Prince Harry Meets VIPs Before NYC Polo Match

Prince Harry followed in his mother’s footsteps Saturday by raising money for a charity that supports AIDS orphans as he played polo in a city Princess Diana loved.

Her 24-year-old son was on Governors Island in New York Harbor to play in the Veuve Clicquot Manhattan Polo Classic.

The match will benefit the Sentebale charity that Harry set up with Prince Seeiso of Lesotho for impoverished children in that African nation.

“The prince and I both lost our mothers when we were very young,” Harry told a pre-match VIP gathering. “We set up Sentebale in their memory, and because my mother loved this city, it makes this occasion all the more poignant for me.”

Harry is on his first official trip to the United States — a two-day New York visit.

The prince arrived on Governors Island at about 12:30 p.m. on a police launch.

Under a sunny sky, hundreds of people gathered in a white tent for a champagne reception and lunch, many wearing lavish hats topped with flowers and feathers.

Harry was casual in a navy blue blazer, an open-collared shirt and white jeans, and loafers.

Members of the public were invited to watch the polo match, in which Harry would face off against the Argentine heartthrob Nacho Figueras.

Mike Hallman, visiting from Cary, N.C., decided to take his family to the match. “My kids have never seen polo before,” he said. “It’s pretty exciting. I have never seen a prince.”

Another spectator who had never seen a polo match was LL Cool J.

“Hopefully, it’ll be quite good,” Harry told the rapper during the reception.

“Are you going to win?” the rapper asked.

“Mmmm. I don’t know. Hopefully it’s fixed,” joked Harry.

Other celebrities at the match included actresses Chloe Sevigny and Kate Hudson and designer Marc Jacobs.

On Saturday morning, Harry and Seesio toured Harlem’s Children Zone, a community organization that offers families social and educational services. They chatted with 14 students working on math in preparation for a Regents Exam.

“Who’s the best pupil?” he asked the class of ninth-graders. “I was always the worst!”

The two princes also competed in an obstacle course; Harry lost, throwing his arms in the air and yelling, “Yeah!” to the cheering kids.

The younger son of Prince Charles and Princess Diana is third in line to the British throne, after his father and older brother, William.

Dubbed “the party prince,” Harry is a much-watched member of the royal family, regularly making newspaper headlines with his party escapades and brushes with scandal. Several years ago, he apologized for wearing a Nazi swastika armband to a friend’s costume party.

A different Harry is emerging on his U.S. visit, which started on Friday morning with a prayerful stop at the site of the Sept. 11 terror attack.
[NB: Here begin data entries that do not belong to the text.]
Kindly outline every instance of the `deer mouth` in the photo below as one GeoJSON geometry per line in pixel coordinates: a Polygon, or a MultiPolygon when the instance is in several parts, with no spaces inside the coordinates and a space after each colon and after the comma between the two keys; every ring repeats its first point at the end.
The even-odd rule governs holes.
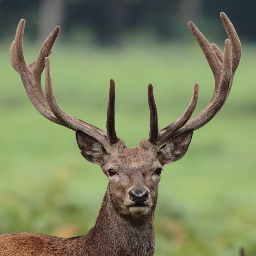
{"type": "Polygon", "coordinates": [[[132,215],[138,216],[145,214],[149,207],[145,204],[133,204],[128,207],[129,211],[132,215]]]}

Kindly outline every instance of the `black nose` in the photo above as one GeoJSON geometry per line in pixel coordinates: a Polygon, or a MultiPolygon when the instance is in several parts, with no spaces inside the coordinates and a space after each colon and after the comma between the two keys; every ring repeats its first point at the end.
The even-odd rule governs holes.
{"type": "Polygon", "coordinates": [[[129,193],[131,200],[136,204],[143,204],[145,201],[148,199],[148,191],[147,190],[138,192],[132,190],[130,191],[129,193]]]}

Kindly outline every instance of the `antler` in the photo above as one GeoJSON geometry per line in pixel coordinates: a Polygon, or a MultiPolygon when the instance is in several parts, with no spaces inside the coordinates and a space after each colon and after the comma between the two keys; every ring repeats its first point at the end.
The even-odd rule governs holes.
{"type": "Polygon", "coordinates": [[[56,27],[43,44],[37,58],[27,64],[23,51],[23,35],[25,20],[22,19],[19,24],[15,39],[10,50],[11,62],[13,68],[20,76],[28,95],[32,103],[45,117],[52,122],[75,131],[80,130],[98,140],[108,147],[117,142],[115,127],[115,83],[110,80],[109,98],[108,108],[106,132],[92,124],[85,123],[65,112],[57,102],[52,82],[50,60],[48,56],[60,32],[56,27]],[[45,96],[41,85],[41,76],[45,68],[45,96]]]}
{"type": "MultiPolygon", "coordinates": [[[[214,91],[210,102],[199,114],[189,119],[196,106],[198,96],[198,84],[196,83],[191,101],[185,112],[177,120],[159,131],[157,141],[156,141],[157,136],[155,129],[158,128],[151,121],[149,140],[153,144],[162,145],[186,131],[195,131],[200,128],[213,118],[227,100],[241,58],[241,44],[232,23],[226,14],[221,12],[220,17],[229,38],[225,42],[224,53],[215,44],[210,44],[192,22],[190,21],[188,23],[189,28],[204,52],[214,76],[214,91]],[[152,130],[154,129],[153,132],[152,130]]],[[[151,86],[150,84],[149,85],[149,91],[151,90],[149,89],[151,86]]],[[[157,116],[156,107],[154,107],[155,105],[153,91],[150,95],[150,97],[148,96],[150,116],[157,116]]]]}

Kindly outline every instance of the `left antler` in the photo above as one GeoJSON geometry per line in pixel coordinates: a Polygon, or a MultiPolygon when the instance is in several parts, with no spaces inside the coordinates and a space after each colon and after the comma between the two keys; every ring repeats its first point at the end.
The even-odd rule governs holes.
{"type": "Polygon", "coordinates": [[[240,41],[232,23],[224,12],[221,13],[220,17],[229,38],[225,42],[224,53],[215,44],[210,44],[192,22],[190,21],[188,23],[192,33],[209,63],[215,81],[212,97],[204,109],[195,116],[189,119],[197,102],[198,84],[196,83],[191,101],[182,115],[158,132],[157,112],[153,89],[152,85],[149,85],[148,102],[151,117],[149,140],[153,144],[162,145],[186,131],[195,131],[201,128],[213,118],[227,100],[240,60],[241,49],[240,41]]]}

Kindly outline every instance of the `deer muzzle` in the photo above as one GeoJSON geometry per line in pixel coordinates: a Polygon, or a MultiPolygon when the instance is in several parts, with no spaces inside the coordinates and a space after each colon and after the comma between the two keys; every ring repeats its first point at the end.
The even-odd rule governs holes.
{"type": "Polygon", "coordinates": [[[145,214],[152,206],[150,191],[145,188],[142,188],[132,187],[126,193],[124,205],[132,215],[145,214]]]}

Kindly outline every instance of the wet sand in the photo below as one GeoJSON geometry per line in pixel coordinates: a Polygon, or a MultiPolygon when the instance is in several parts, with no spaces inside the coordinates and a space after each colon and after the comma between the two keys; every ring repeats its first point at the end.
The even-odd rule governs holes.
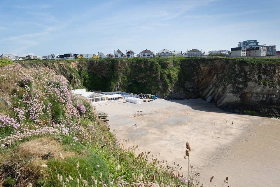
{"type": "Polygon", "coordinates": [[[138,145],[139,152],[160,154],[160,160],[175,162],[186,174],[188,141],[205,186],[212,175],[213,186],[221,186],[227,176],[231,187],[280,186],[280,120],[227,112],[200,99],[123,101],[97,109],[108,114],[118,138],[130,139],[128,145],[138,145]]]}

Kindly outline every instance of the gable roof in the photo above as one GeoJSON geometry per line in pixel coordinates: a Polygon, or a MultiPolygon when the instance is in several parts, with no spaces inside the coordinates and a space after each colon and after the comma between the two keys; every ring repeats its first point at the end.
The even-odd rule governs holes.
{"type": "Polygon", "coordinates": [[[131,50],[130,50],[130,51],[129,51],[129,52],[130,52],[130,53],[131,53],[133,54],[133,53],[134,53],[134,54],[135,54],[135,53],[134,53],[134,52],[133,51],[132,51],[131,50]]]}
{"type": "Polygon", "coordinates": [[[225,50],[218,50],[218,51],[208,51],[209,53],[221,53],[223,52],[224,52],[227,53],[230,51],[226,49],[225,50]]]}
{"type": "Polygon", "coordinates": [[[190,50],[189,51],[189,53],[197,53],[198,52],[200,52],[200,51],[198,49],[192,49],[191,50],[190,50]]]}
{"type": "Polygon", "coordinates": [[[150,50],[149,50],[149,49],[146,49],[144,50],[143,50],[142,51],[140,52],[140,53],[153,53],[150,51],[150,50]]]}
{"type": "Polygon", "coordinates": [[[120,54],[121,54],[121,53],[123,53],[123,52],[122,52],[122,51],[120,51],[120,49],[118,49],[118,50],[117,50],[116,51],[116,52],[117,52],[118,53],[120,53],[120,54]]]}
{"type": "Polygon", "coordinates": [[[131,51],[131,50],[130,50],[130,51],[128,51],[126,53],[126,54],[127,54],[127,53],[131,53],[131,53],[133,54],[133,53],[134,53],[134,54],[135,54],[135,53],[134,53],[134,52],[133,51],[131,51]]]}
{"type": "Polygon", "coordinates": [[[84,58],[92,58],[92,57],[96,56],[94,54],[83,54],[83,55],[84,56],[84,58]]]}
{"type": "Polygon", "coordinates": [[[98,53],[98,54],[97,55],[97,56],[99,56],[100,55],[101,55],[101,56],[103,56],[105,57],[106,57],[106,56],[104,54],[104,53],[102,52],[100,52],[100,53],[98,53]]]}
{"type": "Polygon", "coordinates": [[[16,59],[15,56],[10,54],[3,54],[0,55],[0,58],[8,58],[10,57],[12,59],[16,59]]]}
{"type": "Polygon", "coordinates": [[[180,52],[180,51],[175,51],[171,52],[172,53],[173,53],[173,54],[178,54],[179,53],[181,53],[181,52],[180,52]]]}

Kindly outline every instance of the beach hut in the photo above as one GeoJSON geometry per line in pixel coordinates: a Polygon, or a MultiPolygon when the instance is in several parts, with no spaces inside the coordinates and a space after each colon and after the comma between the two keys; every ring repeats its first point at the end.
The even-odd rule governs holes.
{"type": "Polygon", "coordinates": [[[141,99],[139,98],[133,97],[129,97],[127,98],[127,100],[130,103],[139,104],[141,103],[141,99]]]}
{"type": "Polygon", "coordinates": [[[123,96],[119,94],[113,94],[105,96],[107,100],[110,101],[118,99],[121,99],[123,96]]]}

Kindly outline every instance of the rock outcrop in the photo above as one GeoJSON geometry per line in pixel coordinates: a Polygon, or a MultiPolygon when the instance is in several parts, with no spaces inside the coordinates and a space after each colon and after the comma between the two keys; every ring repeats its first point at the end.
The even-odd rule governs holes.
{"type": "Polygon", "coordinates": [[[224,110],[280,116],[280,59],[178,58],[41,61],[74,88],[121,90],[167,99],[201,98],[224,110]]]}

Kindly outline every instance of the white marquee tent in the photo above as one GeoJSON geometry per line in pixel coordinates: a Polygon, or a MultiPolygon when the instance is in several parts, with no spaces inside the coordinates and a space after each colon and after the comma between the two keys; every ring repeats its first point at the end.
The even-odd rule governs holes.
{"type": "Polygon", "coordinates": [[[127,100],[130,103],[138,104],[141,103],[141,99],[139,98],[132,97],[129,97],[127,98],[127,100]]]}

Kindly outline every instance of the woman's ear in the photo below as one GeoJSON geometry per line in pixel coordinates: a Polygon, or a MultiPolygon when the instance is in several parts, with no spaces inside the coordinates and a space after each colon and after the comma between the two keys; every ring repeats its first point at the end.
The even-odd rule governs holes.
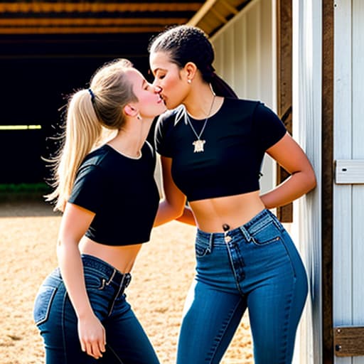
{"type": "Polygon", "coordinates": [[[187,80],[188,83],[190,83],[193,78],[195,78],[197,72],[197,66],[193,62],[188,62],[183,67],[183,70],[186,73],[187,80]],[[188,81],[188,80],[190,80],[190,81],[188,81]]]}
{"type": "Polygon", "coordinates": [[[139,111],[134,106],[127,104],[124,107],[124,112],[128,117],[135,117],[138,114],[139,111]]]}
There, he spent about 15 minutes quietly speaking to a half-dozen relatives of 9/11 victims.

Harry then attached a wreath to a chain-link fence overlooking the Sept. 11 memorial under construction at ground zero, bowing his head in silence for a few minutes. He also visited the firehouse across the street that houses Engine 10 and Ladder 10, which lost five members on Sept. 11, talking and laughing with firefighters there.
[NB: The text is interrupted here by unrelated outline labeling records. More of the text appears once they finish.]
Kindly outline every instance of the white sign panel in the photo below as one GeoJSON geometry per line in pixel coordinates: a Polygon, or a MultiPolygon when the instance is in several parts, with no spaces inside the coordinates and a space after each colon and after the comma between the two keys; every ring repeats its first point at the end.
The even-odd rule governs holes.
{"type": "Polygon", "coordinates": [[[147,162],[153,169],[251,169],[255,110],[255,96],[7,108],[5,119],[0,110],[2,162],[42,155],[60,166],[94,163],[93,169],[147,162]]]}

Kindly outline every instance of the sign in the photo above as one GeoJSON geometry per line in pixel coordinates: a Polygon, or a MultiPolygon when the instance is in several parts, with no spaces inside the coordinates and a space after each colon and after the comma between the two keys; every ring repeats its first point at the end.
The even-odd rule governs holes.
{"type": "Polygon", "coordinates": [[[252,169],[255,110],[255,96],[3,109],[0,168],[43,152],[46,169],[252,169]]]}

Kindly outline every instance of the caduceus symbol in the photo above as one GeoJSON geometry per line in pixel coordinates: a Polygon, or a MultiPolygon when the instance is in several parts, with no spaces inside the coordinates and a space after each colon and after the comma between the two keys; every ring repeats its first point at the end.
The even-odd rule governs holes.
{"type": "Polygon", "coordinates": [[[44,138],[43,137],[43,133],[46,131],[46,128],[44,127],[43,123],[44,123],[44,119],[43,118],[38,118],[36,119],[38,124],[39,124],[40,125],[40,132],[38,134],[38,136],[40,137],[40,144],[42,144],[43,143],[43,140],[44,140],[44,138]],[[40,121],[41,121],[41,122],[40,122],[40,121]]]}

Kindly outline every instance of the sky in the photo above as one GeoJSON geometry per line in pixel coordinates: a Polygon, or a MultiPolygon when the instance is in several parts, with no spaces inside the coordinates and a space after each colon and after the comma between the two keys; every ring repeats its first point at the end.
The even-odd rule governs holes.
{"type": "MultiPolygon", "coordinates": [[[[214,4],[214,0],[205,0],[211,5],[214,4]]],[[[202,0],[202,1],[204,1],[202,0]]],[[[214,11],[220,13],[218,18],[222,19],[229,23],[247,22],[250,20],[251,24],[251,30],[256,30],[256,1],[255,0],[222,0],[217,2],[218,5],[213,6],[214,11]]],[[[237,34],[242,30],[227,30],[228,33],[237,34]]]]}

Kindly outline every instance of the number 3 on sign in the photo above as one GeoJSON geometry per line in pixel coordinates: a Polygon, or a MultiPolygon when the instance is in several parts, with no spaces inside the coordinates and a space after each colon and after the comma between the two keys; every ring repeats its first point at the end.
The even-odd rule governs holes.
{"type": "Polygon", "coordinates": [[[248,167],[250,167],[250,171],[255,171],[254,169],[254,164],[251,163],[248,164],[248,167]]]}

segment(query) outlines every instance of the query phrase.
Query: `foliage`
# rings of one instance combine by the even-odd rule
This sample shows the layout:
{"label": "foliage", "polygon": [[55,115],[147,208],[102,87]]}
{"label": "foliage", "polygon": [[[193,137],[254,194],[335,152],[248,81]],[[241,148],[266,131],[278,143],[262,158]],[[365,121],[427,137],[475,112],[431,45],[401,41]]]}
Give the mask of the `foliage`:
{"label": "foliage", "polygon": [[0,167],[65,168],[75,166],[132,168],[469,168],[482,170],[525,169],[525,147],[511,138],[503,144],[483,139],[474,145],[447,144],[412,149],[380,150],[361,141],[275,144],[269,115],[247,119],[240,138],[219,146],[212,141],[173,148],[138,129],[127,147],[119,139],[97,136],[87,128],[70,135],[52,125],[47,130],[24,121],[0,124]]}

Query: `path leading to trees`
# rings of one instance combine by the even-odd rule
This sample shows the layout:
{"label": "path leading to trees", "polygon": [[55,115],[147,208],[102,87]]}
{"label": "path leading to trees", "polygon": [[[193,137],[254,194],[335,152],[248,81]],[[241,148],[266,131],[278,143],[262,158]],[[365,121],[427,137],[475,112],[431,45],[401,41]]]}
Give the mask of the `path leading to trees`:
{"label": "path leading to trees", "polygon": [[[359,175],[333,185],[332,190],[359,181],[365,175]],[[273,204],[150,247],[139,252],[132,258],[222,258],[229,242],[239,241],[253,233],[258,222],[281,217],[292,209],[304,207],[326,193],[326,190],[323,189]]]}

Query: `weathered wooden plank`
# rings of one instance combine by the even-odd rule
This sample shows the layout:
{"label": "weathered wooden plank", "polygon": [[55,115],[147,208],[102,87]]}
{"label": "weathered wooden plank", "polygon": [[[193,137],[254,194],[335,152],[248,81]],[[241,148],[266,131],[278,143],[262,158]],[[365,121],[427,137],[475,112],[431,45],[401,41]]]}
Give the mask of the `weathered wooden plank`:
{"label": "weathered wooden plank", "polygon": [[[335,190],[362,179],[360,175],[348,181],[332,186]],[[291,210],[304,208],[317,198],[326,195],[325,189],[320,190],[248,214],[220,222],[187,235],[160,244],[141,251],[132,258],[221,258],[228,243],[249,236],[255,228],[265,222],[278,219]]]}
Later Friday, Harry formally named the British Memorial Garden in Hanover Square downtown to honor the 67 British victims of the terrorist attack and he visited Manhattan’s Veterans Affairs Medical Center, touring a clinic that treats veterans with post-traumatic stress disorder and the prosthetics facilities.

On Saturday, Harry’s thoughts turned to children who are impoverished or suffering from AIDS — a cause for which his late mother worked passionately.

Harry is scheduled to leave for England on Saturday evening.

“It’s been wonderful, it’s been a whirlwind,” he said on Saturday. “I haven’t had a chance to let the jet lag set in, and it’s time to go already.”